Il sera renvoyé aux écritures respectives des parties pour l'exposé complet de leurs prétentions et moyens.

La procédure a été clôturée par ordonnance du 3 février 2022.

Motivation de la décision,

1/ Sur les demandes in limine litis de l'appelante,

L'appelante sollicite de la cour qu'elle sursoie à statuer jusqu'à ce que le Conseil d'Etat se prononce sur la requête en excès de pouvoir présentée et qu'elle saisisse pour avis le Conseil d'Etat afin qu'il se prononce sur la légalité de la résolution de l'assemblée générale du CSN du 30 juin 2020. Elle sollicite également de la cour qu'elle sursoie à statuer jusqu'à ce que le Conseil d'Etat se prononce sur la légalité de la résolution du 30 juin 2020.

Elle prétend que cette résolution du CSN qui consiste à exiger un agrément pour les sociétés utilisant le système Lifesize ne respecte pas la lettre de l'article 20-1 du décret du 26 novembre 1971 relatif aux actes établis par les notaires, lequel impose seulement l'agrément d'un système et non d'une société. Ayant demandé au Conseil d'Etat d'annuler la décision du président du CSN du 27 octobre 2021 portant refus d'abrogation de ladite résolution, elle estime que le sursis à statuer est justifié.

Elle soutient que la question de la légalité ou de l'illégalité de cette résolution détermine la solution du présent litige et prétend que cette résolution opère un amalgame entre système de visioconférence et solution de visioconférence. De son point de vue, le CSN n'était autorisé qu'à agréer des systèmes de visioconférence, et ne pouvait aller jusqu'à agréer des solutions de visioconférence et les sociétés les mettant en œuvre.

De son côté, le CSN affirme que le litige devant le Conseil d'Etat est sans lien avec celui dont est saisie la cour, lequel porte sur les pratiques commerciales trompeuses que l'appelante utilise dans le démarchage qu'elle entreprend à l'égard des notaires.

Il résulte de ce qui précède que le Conseil d'Etat sera amené à se prononcer sur la légalité de la résolution de l'assemblée générale du CSN du 30 juin 2020 relative à son plan de visioconférence.

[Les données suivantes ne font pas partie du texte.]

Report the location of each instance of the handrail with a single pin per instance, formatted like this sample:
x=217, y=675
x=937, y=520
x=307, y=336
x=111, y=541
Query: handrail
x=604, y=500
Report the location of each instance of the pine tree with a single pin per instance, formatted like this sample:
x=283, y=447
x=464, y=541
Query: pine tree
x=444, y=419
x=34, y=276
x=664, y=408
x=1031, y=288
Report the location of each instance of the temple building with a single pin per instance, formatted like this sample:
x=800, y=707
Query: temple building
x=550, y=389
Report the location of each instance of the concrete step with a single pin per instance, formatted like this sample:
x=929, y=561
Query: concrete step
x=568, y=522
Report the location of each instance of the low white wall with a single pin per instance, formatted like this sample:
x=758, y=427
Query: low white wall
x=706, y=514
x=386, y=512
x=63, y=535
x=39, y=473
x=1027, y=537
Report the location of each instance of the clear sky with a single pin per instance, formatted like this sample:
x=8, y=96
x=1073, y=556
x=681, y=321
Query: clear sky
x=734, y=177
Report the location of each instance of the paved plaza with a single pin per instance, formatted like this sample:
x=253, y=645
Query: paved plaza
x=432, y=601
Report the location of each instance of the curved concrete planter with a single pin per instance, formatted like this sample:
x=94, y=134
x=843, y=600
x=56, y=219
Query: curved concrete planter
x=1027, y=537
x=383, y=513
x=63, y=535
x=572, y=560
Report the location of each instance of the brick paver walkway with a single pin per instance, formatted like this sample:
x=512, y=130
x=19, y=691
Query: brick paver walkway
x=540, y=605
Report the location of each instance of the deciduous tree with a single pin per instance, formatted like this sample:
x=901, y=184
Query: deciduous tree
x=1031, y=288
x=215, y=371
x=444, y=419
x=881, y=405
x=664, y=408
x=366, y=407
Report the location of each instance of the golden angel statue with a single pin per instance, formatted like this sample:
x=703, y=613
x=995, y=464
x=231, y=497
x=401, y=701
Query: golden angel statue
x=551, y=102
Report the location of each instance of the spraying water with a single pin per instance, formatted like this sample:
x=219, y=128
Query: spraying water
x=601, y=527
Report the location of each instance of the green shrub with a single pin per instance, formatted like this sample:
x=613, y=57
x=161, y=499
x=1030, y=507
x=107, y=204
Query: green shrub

Cependant, cette résolution n'ayant pas porté agrément, ni refus d'agrément, de la société appelante et l'objet du présent litige étant de déterminer si la société appelante a, ou non, usé d'une communication trompeuse laissant croire à un agrément par le CSN, la décision du Conseil d'Etat n'est pas susceptible d'avoir des conséquences sur celui-ci.

La demande sera rejetée.

2/ Sur la fin de non-recevoir soulevée par l'appelante.

L'appelante soutient que le CSN n'a ni qualité, ni intérêt à agir. Elle prétend qu'elle ne répond pas aux dispositions de l'article 6 de l'ordonnance 45-2590 du 2 novembre 1945 relative au statut du notariat dans la mesure où le CSN n'est pas parti civile puisqu'il s'agit d'une instance commerciale, et qu'elle ne justifie pas de l'intérêt collectif de la profession. Elle ajoute que l'action du CSN a plutôt pour but de défendre les intérêts particuliers de la société ADNOV et de l'ADSN. Elle explique que le CSN n'est pas victime d'une pratique commerciale trompeuse, n'ayant pas personnellement souffert du dommage directement causé par la prétendue infraction tirée de la communication. Elle prétend que le CSN n'est pas recevable à agir en justice pour défendre la profession de notaire alors qu'il est lui-même à l'origine des communications en tant qu'auteur des publications.

De son côté, le CSN répond que l'ordonnance précitée du 2 novembre 1945 lui donne qualité à agir afin de défendre les intérêts collectifs de la profession. Il affirme que son action est fondée sur l'existence en premier lieu d'un trouble manifestement illicite tenant aux risques de faire encourir la nullité des actes reçus par les notaires si ces derniers utilisent un autre système de visioconférence que celui développé par les sociétés qui ont obtenu, pour le système qu'elles ont développé, son agrément ; en second lieu de l'existence d'un dommage imminent et d'atteinte à l'ordre public résultant de cette même insécurité juridique. Il prétend agir dans le cadre de la défense de l'intérêt collectif de la profession de notaire.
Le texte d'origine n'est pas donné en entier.